Seaside and Wayside, Book One  by Julia McNair Wright

The Spider and His Dress

F LIES, wasps, bees, and ants are insects. Insects have six legs, and their bodies have three parts. An insect is at first a tiny egg. From the egg comes a grub, and the grub turns to a full-grown wasp, or fly, or bee, or other insect.

When it first gets its legs and wings, and comes out of its cell or case, it is as large as it ever will be. Insects do not grow after they get wings. The small fly does not grow to be a big fly, nor the small bee to be a big bee. The first size they have when they come out is the size that they keep.

The spider is a creature of another kind. It lays eggs, and out of the eggs come little spiders. They grow to be big ones. The spider changes its size, it grows. It moults its skin, as the crab moults its shell.

The body of the insect is hard, and is made in rings. It cannot pull off its coat to get bigger, as a crab can.

The spider's body is soft. Its skin is tough; it changes its skin often when it is very young.


[Illustration]

A Spider

The spider has eight legs instead of six, and most spiders have eight eyes. The spider's body is in two parts. Its poison is not in a sting in the tail. It is in the base of the two jaws. The spiders are somewhat like crabs; somewhat like some insects, as the daddy-long-legs. The real daddy-long-legs is a fly with long legs. A spider that has just such legs is also called a daddy-long-legs.


[Illustration]

Daddy-long-legs

The front part of the spider's body is not so large as its hind part. The front part has all the eight legs and the head.

The spider has no wings; he has two small front legs, or hands, with five joints. He uses them to feel with, and to take his food.

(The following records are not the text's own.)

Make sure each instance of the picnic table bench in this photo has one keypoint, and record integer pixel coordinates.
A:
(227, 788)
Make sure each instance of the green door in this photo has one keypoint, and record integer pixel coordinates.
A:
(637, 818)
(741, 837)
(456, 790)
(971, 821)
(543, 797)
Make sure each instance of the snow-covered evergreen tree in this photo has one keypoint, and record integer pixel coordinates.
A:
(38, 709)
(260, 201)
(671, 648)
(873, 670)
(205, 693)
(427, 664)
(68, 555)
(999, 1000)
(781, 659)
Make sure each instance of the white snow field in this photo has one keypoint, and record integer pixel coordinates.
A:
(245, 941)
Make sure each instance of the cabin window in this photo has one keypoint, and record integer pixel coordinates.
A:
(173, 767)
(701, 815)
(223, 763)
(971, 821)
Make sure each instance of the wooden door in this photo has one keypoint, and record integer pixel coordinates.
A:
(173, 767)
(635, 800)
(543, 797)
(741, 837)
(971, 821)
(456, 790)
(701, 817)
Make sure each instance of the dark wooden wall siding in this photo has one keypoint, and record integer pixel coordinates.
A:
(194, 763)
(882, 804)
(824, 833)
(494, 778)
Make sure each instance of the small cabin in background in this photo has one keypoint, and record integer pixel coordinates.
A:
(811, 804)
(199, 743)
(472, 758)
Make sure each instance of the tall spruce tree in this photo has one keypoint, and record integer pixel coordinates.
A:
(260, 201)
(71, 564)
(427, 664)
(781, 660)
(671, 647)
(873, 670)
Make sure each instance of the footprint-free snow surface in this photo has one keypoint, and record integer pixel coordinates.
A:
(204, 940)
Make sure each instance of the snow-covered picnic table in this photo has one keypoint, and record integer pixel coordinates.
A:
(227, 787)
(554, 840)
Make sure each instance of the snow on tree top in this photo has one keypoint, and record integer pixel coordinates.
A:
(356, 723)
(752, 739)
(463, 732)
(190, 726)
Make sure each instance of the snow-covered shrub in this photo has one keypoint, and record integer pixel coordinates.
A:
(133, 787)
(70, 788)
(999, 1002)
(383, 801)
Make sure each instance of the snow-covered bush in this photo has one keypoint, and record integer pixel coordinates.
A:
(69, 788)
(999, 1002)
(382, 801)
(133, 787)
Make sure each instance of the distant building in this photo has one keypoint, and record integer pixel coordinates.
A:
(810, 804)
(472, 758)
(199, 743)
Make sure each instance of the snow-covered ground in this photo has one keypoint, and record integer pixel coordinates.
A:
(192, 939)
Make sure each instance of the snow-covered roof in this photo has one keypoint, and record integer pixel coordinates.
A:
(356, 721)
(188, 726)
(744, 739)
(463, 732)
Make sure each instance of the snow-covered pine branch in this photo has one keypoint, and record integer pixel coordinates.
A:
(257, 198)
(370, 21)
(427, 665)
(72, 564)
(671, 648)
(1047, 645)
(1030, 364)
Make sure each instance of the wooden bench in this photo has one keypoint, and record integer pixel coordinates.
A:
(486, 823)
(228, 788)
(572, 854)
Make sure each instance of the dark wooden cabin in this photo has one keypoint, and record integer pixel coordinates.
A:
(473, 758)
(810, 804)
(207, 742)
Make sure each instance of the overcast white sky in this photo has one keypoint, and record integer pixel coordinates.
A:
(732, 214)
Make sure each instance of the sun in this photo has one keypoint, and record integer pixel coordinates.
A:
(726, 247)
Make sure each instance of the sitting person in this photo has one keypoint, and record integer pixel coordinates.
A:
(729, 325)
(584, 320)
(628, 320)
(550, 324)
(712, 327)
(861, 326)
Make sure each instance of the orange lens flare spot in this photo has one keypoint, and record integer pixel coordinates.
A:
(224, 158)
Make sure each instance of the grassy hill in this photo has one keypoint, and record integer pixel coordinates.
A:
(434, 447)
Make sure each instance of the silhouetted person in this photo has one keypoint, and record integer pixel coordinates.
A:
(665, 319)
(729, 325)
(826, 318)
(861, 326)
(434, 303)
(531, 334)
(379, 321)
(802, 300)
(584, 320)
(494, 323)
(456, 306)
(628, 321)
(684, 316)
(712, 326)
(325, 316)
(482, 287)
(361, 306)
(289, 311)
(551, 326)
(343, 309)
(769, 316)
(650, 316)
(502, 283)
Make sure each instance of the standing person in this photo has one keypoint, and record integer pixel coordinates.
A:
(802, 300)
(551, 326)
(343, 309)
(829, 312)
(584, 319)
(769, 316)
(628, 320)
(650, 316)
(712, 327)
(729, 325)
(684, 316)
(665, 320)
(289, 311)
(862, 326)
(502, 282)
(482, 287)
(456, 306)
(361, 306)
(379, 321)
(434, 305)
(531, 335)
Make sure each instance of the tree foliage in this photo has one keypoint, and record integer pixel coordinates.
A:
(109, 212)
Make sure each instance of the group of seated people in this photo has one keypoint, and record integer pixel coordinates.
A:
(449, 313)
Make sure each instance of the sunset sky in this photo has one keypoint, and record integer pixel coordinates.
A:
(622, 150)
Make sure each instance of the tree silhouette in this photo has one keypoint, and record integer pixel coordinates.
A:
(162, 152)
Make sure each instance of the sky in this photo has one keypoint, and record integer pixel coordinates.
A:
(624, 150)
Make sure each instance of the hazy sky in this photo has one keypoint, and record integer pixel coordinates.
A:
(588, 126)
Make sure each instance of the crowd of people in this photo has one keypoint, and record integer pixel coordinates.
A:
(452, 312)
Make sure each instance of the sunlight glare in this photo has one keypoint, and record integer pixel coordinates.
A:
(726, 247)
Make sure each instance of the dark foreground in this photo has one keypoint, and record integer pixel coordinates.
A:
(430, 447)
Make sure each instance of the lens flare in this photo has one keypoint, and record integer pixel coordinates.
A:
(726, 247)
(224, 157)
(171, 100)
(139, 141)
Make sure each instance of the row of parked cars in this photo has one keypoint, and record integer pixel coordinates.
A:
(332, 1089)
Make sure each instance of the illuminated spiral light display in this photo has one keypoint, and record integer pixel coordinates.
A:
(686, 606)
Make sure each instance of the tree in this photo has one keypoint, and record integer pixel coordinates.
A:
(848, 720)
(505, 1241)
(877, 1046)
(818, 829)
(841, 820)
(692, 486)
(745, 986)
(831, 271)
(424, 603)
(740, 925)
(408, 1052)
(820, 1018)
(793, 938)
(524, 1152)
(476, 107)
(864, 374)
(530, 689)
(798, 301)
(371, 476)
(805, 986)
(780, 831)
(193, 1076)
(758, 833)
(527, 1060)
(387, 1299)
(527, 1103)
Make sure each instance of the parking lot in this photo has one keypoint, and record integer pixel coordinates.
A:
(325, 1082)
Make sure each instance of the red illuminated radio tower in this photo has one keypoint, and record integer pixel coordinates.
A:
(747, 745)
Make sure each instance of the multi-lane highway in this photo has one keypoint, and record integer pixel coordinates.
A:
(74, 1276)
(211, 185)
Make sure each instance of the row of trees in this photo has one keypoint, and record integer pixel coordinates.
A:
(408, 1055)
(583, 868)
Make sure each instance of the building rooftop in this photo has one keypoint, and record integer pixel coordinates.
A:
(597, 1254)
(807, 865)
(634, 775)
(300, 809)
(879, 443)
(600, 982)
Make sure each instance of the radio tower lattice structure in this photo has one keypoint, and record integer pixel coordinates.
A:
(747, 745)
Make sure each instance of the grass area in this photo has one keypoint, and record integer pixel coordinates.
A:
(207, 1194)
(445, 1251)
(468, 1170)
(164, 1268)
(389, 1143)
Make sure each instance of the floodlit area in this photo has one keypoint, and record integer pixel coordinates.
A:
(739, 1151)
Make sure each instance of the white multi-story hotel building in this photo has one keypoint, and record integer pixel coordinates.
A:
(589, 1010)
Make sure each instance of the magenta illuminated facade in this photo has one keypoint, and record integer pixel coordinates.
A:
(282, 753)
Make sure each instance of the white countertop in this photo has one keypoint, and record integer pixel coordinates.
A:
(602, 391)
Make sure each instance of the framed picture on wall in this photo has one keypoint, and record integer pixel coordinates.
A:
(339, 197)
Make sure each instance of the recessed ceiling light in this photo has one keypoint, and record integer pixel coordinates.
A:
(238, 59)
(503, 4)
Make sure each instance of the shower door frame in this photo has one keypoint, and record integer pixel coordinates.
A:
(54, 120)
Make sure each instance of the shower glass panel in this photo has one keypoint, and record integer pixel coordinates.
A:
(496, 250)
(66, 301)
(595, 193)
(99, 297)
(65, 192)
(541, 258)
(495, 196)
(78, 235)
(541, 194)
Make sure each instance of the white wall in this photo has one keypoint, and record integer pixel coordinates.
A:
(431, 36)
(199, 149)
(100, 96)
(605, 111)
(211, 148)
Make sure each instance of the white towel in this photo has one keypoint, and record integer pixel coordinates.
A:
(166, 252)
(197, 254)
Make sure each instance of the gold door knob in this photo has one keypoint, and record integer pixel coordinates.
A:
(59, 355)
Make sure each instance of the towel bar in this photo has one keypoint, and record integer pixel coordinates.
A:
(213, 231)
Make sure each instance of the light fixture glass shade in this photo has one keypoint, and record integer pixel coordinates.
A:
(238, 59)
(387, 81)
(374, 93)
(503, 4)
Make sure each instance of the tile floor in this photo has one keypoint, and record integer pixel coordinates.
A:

You will see on the head of the spider two short fangs. They are its jaws. They have the poison in them. They are used to bite.

The claws on the eight feet of a spider are very much like a lion's claws. The claws have a brush of hairs on them.

The spider can walk up a wall. The brush on his feet will not let him drop off. He uses his legs to jump and to walk, and to guide his thread when he spins.

Spiders spin webs. The hind part of the spider is large and round. It has six small, round tubes. Each of these tubes is made of many very small tubes. What are they for? They are to spin this web. What is the web?

In the tube is a kind of glue. When it is drawn out into the air, it gets hard. It is then a fine silk, and as it comes out it is woven into a net which we call a web. All spiders spin webs.

Spiders are of all colors. Their dress is like velvet. It is black, brown, red, and gold. It is in stripes and spots. The spider is like a king in his rich dress.

The eight eyes of the spider cannot move. They are set so that they can see every way at once.

While the spider is growing, he pulls off his dress as Mr. Crab does. The crab's bones are his coat. The spider has no bones, but his skin is hard and tough, and before the baby spiders are two months old, they shed their coats three or four times.

We say they moult when they do this. They spin a bit of line to take firm hold of. Then the skin on the front part of the body first cracks open; then after this the skin on the hind part falls off; and by hard kicks they get their legs free.

The new skin is fine and soft but soon grows firm and tough.

The spider is somewhat like a crab and somewhat like an insect. Look at this table.


[Illustration]

You now see that a spider is nearer to the crab family than to the insects. They are all ring-made creatures; their legs and bodies are made of rings of various sizes, joined together.